Hace treinta años dos camionetas irrumpieron en la noche a un caserío humilde, zona rural de Envigado, a un kilómetro más arriba del colegio de los Benedictinos en la frontera con Medellín. Allí quedaba Oporto, un bar que en las noches de terror, que en 1990 eran todas, daba avivamiento y compañía a juveniles sueños: de las familias agremiadas que lo erigieron y los estudiantes y amantes que lo frecuentaban. De los carros descendió casi una docena de hombres, armados y con pasamontañas. Diez minutos luego de cesar los disparos y haber escuchado difuminarse en la distancia los motores estruendosos, con la misma impunidad que hasta hoy dura, vecinos salieron de sus casas para ver tendidos en el pasto a veintitrés hombres; ocupaban una hilera de ocho metros y, apretujados, sus hombros los juntaban uno con otro -y pienso en los Pájaros de antaño, agretes, pero meticulosos empalando sus presas-.

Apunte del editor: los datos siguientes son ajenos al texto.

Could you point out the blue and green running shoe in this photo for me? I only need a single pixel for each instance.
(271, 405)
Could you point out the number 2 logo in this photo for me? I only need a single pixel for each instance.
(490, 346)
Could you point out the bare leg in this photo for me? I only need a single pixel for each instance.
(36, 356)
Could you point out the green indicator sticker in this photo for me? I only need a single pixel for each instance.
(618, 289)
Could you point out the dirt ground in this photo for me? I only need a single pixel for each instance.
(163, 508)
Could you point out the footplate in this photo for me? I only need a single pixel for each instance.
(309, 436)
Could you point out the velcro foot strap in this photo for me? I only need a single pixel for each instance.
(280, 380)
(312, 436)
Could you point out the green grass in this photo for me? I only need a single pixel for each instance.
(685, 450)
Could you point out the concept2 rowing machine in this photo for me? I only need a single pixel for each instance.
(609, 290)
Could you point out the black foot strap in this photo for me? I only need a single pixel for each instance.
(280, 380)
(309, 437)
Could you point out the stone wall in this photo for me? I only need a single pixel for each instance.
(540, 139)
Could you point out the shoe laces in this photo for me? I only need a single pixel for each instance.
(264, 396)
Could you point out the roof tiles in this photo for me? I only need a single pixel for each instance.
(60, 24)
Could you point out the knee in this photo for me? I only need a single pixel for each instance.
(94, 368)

Dichos, pues en la nación del olvido es lo único que sobrevive, sugieren que la matanza fue ordenada por Pablo Escobar, en un acto de terrorismo para castigar a las élites antioqueñas que apoyaban al Gobierno en la implementación de la extradición. Pero en la nación del sin-sentido nunca hay sólo una versión, y en cambio docenas que se suceden, la siguiente más mórbida que la anterior; así, el extinto Departamento Administrativo de Seguridad -D.A.S- entregó para la Corte Interamericana de Derechos Humanos, en 1992, un informe donde señala como responsable a Seguridad y Control, un quién-sabe-qué organismo adscrito a la Alcaldía de Envigado.
Y dirá el crítico que esto (ya) es paisaje, que en el recuerdo no hay sino dolor e inconveniencia. Nunca mejor, porque en el país de los indolentes hacer memoria es de resentidos y la justicia una quimera, que nunca llega. Yo lo digo hoy, pues vivo en Oporto; en adobes y mármoles opulentos que llegaron hace diez años para encubrir con riqueza las cenizas del crimen. Lloro por nosotros, que no sabemos del pasado y evadimos la historia, y por las víctimas, que habrá de perdonarme el duelo caduco. Doblar aquella esquina no será más de risa, sino de agachar la mirada.
¿Será por esto que, antes de despertar en las noches de luna llena, una palurda de aves me caga encima?